Source : Sasha Abramsky, Truthout
Traduit par les lecteurs du site Les-Crises

Le US Capitol Visitor Center, à Washington, est fermé aux visiteurs pendant le shutdown du gouvernement fédéral, ce 1er octobre 2025. Chip Somodevilla / Getty Images

Alors que des services essentiels sont paralysés et que les fonctionnaires fédéraux ne sont pas payés, Donald Trump profite du shutdown pour faire ce qu’il fait le mieux : s’emparer de plus de pouvoir.

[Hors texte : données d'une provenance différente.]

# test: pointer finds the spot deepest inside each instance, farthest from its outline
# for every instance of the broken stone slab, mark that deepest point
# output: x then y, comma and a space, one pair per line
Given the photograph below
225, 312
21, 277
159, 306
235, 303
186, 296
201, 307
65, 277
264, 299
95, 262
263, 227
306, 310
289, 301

La semaine dernière, alors que le shutdown se profilait, Donald Trump s’est réjoui à l’idée que son administration s’en serve comme d’une excuse pour fermer les « agences démocrates », quoi que cela veuille dire. Le grand chef MAGA a décrété qu’il s’agissait d’une « opportunité sans précédent » qui lui était offerte par les « Démocrates de la gauche radicale. » De son côté, Russell Vought, l’un des architectes intellectuels du Projet 2025 et directeur du Bureau de la gestion et du budget (OMB), a clairement indiqué que le shutdown était l’occasion de tailler dans les dépenses approuvées par le Congrès, en particulier si elles impliquaient des fonds qui allaient de manière disproportionnée aux États bleus [démocrates, NdT]. Dans une note envoyée à tous les ministères dans les jours qui ont précédé le shutdown, l’OMB de Vought a donné ordre aux agences de présenter des plans de réduction des effectifs en ce qui concerne les projets, les programmes et les activités qui ne seraient pas « dans la droite ligne des priorités du président. » Avec cette directive, l’OMB conforte la mission de son directeur, partisan de longue date d’une présidence sans entraves, qui consiste à permettre à Trump d’ignorer le Congrès à sa guise.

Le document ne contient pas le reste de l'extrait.